炭作り
忘れていた悔しいことがあった。
忘れているぐらいだから、そこまで大したことではないかもしれない。
だけど、この間、母からその話をされて、そうだそんなことがあったと思い出した。ぼくよりも、両親が悔しかったことらしい。
小学三年生の頃、特別授業みたいなものがあった。田植えをしたり、古くからの物作りを学んだりして、文化を勉強することを目的とした授業だったと思う。
その中で、「炭作り」という時間があった。木を持ってきて火にかけ、自分たちで炭を作り、その大変さを学ぶ。
その日の授業、ぼくは担任の先生に、クラスメイトみんなの前で言い詰められた。
「火にかけるなんて、木が可哀想やんか」
こんなことを、先生にぼくが言ったからだ。炭作りをわざわざ学ぶためだけに、木を燃やす必要があるのかと意見してしまったのだ。
当時の担任の先生は、これに対してすごく怒り、「君がそういうなら、もうこのクラスは炭作りはしません」と言う。そして「もし、火にかける以外で炭を作れる方法があるなら、それをみんなでやってもいい」と付け足す。
まるで一休さんとお殿様のようなやり取りをして、ずいぶん落ち込んだ顔で、ぼくは家に帰ってきたそうだ。
自分のせいで授業が止まったこと、そして、先生に言い負けてしまい何もできなかったこと。そのへんの悔しさは、この話を聞いてムクムクと思い出す。
「火にかけず、炭を作る方法を教えてほしい」
その日の夜、今日のことをすべて話し、父母に相談した。
ふたりに怒られた覚えはない。むしろ一緒になって炭の作り方を調べてくれた。まだ、インターネットも完全に普及していない時代、うちの家には調べる手段が少なかった。それでも、どこで調べてきたのか父が答えをくれた。
「木は、何千年も時を経て、炭になるんや」
つまりそれは、石炭の生まれ方だった。
次の日、先生がぼくに聞く。
「何か方法はありましたか?」
ぼくは父から教えてもらった話をした。ここからは、はっきりと覚えている。先生はこう言った。
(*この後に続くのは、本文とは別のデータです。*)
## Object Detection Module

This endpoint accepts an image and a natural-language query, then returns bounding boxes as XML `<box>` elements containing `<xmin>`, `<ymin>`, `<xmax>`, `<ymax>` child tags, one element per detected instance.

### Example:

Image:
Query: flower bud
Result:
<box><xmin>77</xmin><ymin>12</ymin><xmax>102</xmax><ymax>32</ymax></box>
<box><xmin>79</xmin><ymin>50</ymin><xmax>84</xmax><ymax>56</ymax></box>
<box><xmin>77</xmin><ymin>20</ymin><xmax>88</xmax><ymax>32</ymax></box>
「そんなねぇ、何千年もかかるような方法をどうやってやるのよ。できないでしょ」
とにかくショックだった。『火を使わずに、炭を作り出せる』という方法は、授業でやれるかどうかというものさしで一蹴されたからだ。
友だちはみんな、ぼくを励ましてくれた。「まちがってないで。先生に言い返したのがすごい!」と肩を叩いてくれた。
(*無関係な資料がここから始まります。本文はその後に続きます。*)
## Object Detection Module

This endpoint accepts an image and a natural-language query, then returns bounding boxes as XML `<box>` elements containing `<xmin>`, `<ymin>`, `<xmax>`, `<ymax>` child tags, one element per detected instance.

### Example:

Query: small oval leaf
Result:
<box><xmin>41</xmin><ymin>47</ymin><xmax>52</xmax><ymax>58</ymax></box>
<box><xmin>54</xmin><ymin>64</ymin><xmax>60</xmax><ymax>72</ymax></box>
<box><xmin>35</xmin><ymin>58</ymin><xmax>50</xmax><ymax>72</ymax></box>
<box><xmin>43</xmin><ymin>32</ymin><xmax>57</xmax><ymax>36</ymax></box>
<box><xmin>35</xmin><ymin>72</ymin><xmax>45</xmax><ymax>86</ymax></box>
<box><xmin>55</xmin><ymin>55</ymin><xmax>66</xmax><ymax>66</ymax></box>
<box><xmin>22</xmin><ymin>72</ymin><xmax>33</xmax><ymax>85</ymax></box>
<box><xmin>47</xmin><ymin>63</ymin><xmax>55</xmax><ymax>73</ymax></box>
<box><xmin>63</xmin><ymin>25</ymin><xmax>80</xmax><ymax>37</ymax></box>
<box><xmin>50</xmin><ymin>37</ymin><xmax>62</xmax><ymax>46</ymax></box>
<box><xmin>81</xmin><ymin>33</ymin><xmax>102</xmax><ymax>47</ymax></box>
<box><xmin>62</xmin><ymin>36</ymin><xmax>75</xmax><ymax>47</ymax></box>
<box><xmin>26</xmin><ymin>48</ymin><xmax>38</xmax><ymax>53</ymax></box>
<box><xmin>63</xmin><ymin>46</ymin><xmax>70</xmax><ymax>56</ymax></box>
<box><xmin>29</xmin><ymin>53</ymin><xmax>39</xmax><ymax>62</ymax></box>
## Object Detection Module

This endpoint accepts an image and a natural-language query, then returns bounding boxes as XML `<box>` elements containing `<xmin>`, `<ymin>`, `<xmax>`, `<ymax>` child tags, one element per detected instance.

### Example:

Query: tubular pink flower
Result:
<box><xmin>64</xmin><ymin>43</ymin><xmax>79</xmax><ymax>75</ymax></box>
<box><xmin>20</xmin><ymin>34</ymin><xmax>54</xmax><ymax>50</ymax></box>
みんなの時間を奪ったことには変わりない。肩を落として、ぼくは家に帰った。変なことを言った自分が悪かったと思ったりもした。
でも、父母は違った。先生に手紙を書いてくれたのだ。木に対して感情を抱くことを、否定せず、意見をぶつけてくれた。
クラスで目立つほうではなかった。中心には立たず、静かに毎日を過ごすタイプだった。だけど、どうしても木の気持ちを言いたかった。
あの日、父母が一緒になって闘ってくれたからこそ、そのまま大人になれた。どうでもいいようなことにも感情移入して、考えすぎてしまう。
いい教育をしてもらったなぁと、今でも思う。周りのクラスメイトには迷惑をかけてしまったから、決して良いことだとは思わないけど。
でも、ふたりが未だに、あの炭作りの話を「悔しかった」と言ってくれることが、自分のこれからを肯定してくれているような気がしている。